One-Pot Pasta

While on summer break, I did a lot of recipe reading, testing and tasting. In the process, I stumbled across a handful of “one-pot pasta” recipes and had been admittedly skeptical. Overcooked, mushy pasta…not my thang. Plus, how hard is it to have one pan for sauce and a second pot for boiling water? I’m all in favor of shortcuts but at some point aren’t we just being lazy?

Well, maybe that’s just it. Maybe I needed to be in full-on “lazy mode” (a.k.a. hiding away at my parents’ house) to give this pasta cooking method a try. And when I finally did, it was an instant transformation from skeptic to believer.

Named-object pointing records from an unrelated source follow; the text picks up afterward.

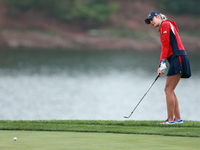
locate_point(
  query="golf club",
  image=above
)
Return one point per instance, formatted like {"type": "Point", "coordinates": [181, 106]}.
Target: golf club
{"type": "Point", "coordinates": [141, 99]}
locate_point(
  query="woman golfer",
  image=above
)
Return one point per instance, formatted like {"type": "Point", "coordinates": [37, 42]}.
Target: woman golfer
{"type": "Point", "coordinates": [173, 51]}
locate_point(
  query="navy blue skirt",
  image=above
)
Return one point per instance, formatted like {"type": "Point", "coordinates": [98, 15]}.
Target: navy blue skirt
{"type": "Point", "coordinates": [180, 64]}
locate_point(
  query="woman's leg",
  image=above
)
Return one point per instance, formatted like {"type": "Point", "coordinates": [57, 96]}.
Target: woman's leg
{"type": "Point", "coordinates": [172, 101]}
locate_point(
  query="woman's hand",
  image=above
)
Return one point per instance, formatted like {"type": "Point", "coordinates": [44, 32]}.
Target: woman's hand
{"type": "Point", "coordinates": [159, 72]}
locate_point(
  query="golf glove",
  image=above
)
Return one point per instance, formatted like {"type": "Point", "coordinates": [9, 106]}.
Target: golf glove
{"type": "Point", "coordinates": [163, 65]}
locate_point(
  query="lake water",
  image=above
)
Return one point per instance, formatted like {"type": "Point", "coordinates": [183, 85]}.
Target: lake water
{"type": "Point", "coordinates": [99, 85]}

Having only one large pot to clean (nevermind the absence of a colander) was nice, I suppose, but it was the flavor that won me over.  In this recipe, which I adapted from Joy the Baker, the pasta cooks in a sweet onion broth, absorbing the flavor in a way that can’t be replicated with traditional pasta cooking methods. And mushy? Not a chance. Just follow the timing outlined below and you’ll end up with perfectly al dente pasta.

This dish is a real winner so start heating your olive oil and slicing those onions. When the bowls are licked clean and your one pot is washed and put away, let me know if you’re a believer.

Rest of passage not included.